Well, not horses exactly. The Shedd Aquarium in Chicago has let some of its inhabitants wander around to see the other animals and grounds for themselves.

Here’s Tilly and young Carmen visiting the Beluga whales, who seem as curious about the penguins as they are about the whales.

museo Shedd

The Shedd’s oldest penguin, a 32-year old rockhopper named Wellington, also takes an occasional foray. In this post, he is at the Shedd’s Caribbean Reef.

museo Shedd

One of Wellington’s offspring is Edward. Edward has bonded with Annie this nesting season, and the couple explores the Shedd together.  Here’s a short video of the pair roaming around the information desk.

In other posts, Wellington, Edward, and Annie take you for a tour around the Shedd’s grounds.

Other animal docents you can meet at the aquarium’s Instagram and Twitter include another penguin named Bosco and a macaw named Poblano.

Inviting Guest Docents to Share Their Thoughts

The Musée d’Orsay in Paris has turned its Instagram account over to a new guest curator each week. Since the closure, a different artist, author, or philosopher gets their own week to share a work from the museum’s collection each day, along with their thoughts.

The first guest curator was painter and filmmaker Julian Schnabel, who chose Monet’s Turkeys as one of the seven works during his week. In the post, Schnabel wrote that Monet took “what could be an extraordinarily ordinary subject and turn[ed] it into this glorious bacchanale of paint.” Since most of us are limited to finding some beauty in our front lawns or balcony, finding a glorious bacchanale in the ordinary is valuable skill.

Museo Orsay

More recently, writer Linda Lê has been the museum’s guest curator.  On the first day of her week, Lê selected The Lady with the Lorgnette, a pastel and charcoal work by Félicien Rops. Lê describes his subject as “witch of modern cities” who “leaves an impression of morbid luxury.”

Museo Orsay

The museum has had roughly five guest curators thus far and plans to continue with a new one each week until the museum re-opens.
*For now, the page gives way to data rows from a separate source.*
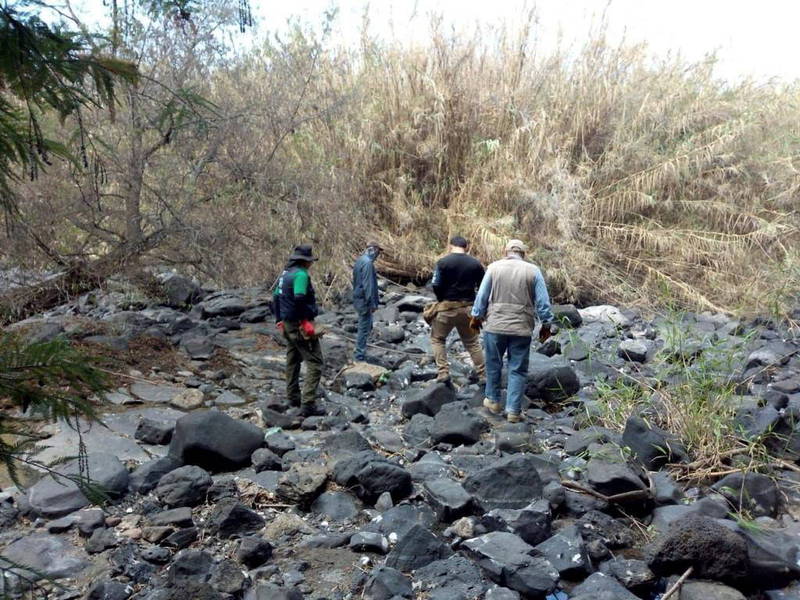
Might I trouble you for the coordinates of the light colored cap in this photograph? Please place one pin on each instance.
(516, 246)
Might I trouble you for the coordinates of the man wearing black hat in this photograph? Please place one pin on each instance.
(365, 295)
(295, 308)
(455, 281)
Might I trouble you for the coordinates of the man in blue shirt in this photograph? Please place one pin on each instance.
(365, 295)
(513, 292)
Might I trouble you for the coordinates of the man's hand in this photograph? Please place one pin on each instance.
(544, 333)
(307, 329)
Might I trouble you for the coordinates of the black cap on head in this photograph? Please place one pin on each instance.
(459, 241)
(303, 252)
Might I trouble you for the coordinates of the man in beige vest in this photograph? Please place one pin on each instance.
(512, 294)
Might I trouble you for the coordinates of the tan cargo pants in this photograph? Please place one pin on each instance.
(455, 315)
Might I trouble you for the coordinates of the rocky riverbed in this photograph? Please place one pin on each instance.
(217, 489)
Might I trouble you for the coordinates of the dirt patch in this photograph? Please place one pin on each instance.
(328, 570)
(144, 353)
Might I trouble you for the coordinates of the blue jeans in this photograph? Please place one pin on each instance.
(364, 329)
(518, 347)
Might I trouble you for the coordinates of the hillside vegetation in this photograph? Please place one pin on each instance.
(635, 180)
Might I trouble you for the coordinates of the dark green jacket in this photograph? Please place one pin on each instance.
(294, 299)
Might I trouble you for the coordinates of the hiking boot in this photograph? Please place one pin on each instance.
(311, 409)
(492, 407)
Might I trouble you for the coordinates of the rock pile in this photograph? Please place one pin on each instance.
(216, 488)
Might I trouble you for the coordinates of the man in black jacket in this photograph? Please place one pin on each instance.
(295, 307)
(455, 282)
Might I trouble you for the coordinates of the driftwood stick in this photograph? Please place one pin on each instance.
(671, 591)
(632, 495)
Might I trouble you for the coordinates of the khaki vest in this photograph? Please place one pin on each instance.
(511, 303)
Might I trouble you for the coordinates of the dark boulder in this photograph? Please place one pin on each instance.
(448, 499)
(253, 551)
(230, 518)
(417, 548)
(653, 447)
(552, 383)
(567, 552)
(151, 431)
(185, 486)
(56, 496)
(385, 583)
(714, 551)
(601, 587)
(754, 493)
(145, 478)
(532, 523)
(368, 475)
(511, 482)
(457, 424)
(215, 441)
(509, 561)
(428, 401)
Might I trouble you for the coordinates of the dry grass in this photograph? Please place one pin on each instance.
(635, 180)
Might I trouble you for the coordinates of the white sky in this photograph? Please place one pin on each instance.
(753, 38)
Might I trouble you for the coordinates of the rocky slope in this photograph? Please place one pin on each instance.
(407, 488)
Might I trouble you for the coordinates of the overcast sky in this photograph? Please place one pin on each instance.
(755, 38)
(752, 38)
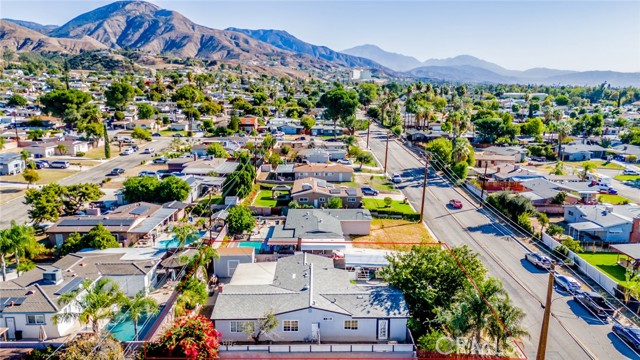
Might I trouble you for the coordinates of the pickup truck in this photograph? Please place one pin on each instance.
(595, 303)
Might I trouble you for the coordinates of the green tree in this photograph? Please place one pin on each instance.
(137, 307)
(429, 277)
(145, 111)
(101, 302)
(240, 220)
(45, 204)
(107, 146)
(442, 149)
(339, 104)
(17, 100)
(20, 241)
(217, 151)
(334, 203)
(141, 134)
(30, 176)
(119, 94)
(57, 102)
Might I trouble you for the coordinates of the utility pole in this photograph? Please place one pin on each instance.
(542, 345)
(386, 153)
(424, 187)
(484, 179)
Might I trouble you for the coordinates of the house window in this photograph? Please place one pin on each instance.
(351, 324)
(240, 326)
(35, 319)
(290, 325)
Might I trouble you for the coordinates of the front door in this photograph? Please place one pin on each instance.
(11, 324)
(383, 329)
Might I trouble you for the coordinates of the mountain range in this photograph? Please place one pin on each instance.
(147, 27)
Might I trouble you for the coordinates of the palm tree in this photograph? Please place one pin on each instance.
(563, 129)
(507, 324)
(138, 306)
(461, 149)
(96, 305)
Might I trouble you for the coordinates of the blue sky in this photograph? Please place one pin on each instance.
(575, 35)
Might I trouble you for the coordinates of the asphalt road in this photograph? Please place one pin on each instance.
(573, 334)
(17, 210)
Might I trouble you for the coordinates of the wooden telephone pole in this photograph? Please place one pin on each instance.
(424, 187)
(542, 345)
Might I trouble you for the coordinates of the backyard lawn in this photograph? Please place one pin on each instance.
(606, 262)
(396, 205)
(613, 199)
(393, 235)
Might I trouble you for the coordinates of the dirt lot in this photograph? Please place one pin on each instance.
(393, 235)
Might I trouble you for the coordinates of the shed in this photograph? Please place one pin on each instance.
(229, 259)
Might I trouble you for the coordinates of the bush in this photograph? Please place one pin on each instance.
(554, 230)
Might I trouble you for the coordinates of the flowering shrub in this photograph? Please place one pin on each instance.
(189, 337)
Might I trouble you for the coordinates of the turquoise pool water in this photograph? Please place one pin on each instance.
(124, 330)
(173, 243)
(254, 244)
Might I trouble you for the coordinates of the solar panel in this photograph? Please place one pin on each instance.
(71, 286)
(139, 210)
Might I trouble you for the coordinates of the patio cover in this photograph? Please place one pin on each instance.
(631, 250)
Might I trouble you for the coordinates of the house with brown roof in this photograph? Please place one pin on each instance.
(29, 302)
(316, 192)
(327, 172)
(128, 223)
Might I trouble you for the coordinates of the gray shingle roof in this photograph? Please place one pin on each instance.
(315, 284)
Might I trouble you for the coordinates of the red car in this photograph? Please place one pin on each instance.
(455, 203)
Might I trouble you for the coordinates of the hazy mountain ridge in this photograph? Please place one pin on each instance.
(285, 41)
(391, 60)
(16, 37)
(43, 29)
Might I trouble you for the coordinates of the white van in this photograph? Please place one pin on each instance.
(59, 164)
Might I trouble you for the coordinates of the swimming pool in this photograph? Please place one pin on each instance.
(123, 330)
(173, 243)
(254, 244)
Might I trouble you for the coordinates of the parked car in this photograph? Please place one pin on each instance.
(567, 283)
(367, 190)
(630, 334)
(59, 164)
(538, 260)
(455, 203)
(116, 171)
(594, 302)
(160, 160)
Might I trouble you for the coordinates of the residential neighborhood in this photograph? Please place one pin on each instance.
(274, 203)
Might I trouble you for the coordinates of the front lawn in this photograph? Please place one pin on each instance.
(627, 177)
(265, 199)
(393, 235)
(606, 262)
(396, 205)
(613, 199)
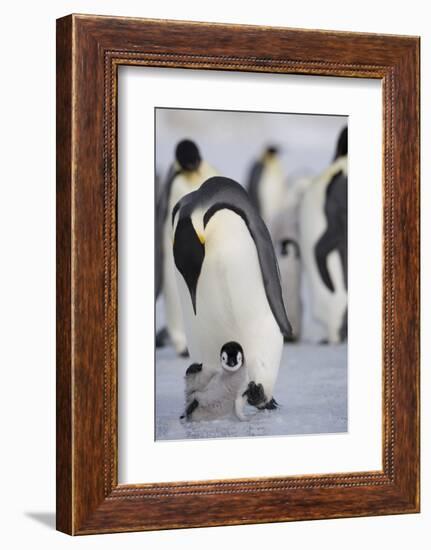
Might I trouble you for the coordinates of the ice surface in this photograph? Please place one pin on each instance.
(311, 390)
Another notable trend of the Orsay’s Instagram and Twitter accounts: For anyone missing the outdoors, the museum is posting a landscape each day.

The Digital Docents

Museums were posting a variety of digital content well before Covid sped around the world. The current crisis has only accelerated the expansion of the museum’s online content and highlighted the need to promote digital engagement.

Some museums, like Bilbao’s Guggenheim Museum, use a specially created hashtag to help people find their online resources easily. A search on #GuggenheimBilbaoLive will bring you to virtual reality tours of exhibits and the museum’s restored architecture, videos with curators sharing insights, behind the scenes and restoration videos, and children’s activities.

Proving there’s nothing new under the sun, the Uffizi started #UffiziDecameron as its docent hashtag through all the gallery’s digital content. If you want a broader view, #MuseumfromHome is the go-to hashtag for museums everywhere.

Despite the pain and uncertainty of this global moment, cultural institutions are finding new ways to embrace their role as a source of inspiration and education that elevates us all on a dreary day. Once we’re past the Covid crisis, this new breed of docents will hopefully continue to connect museums with people around the world who otherwise couldn’t visit them.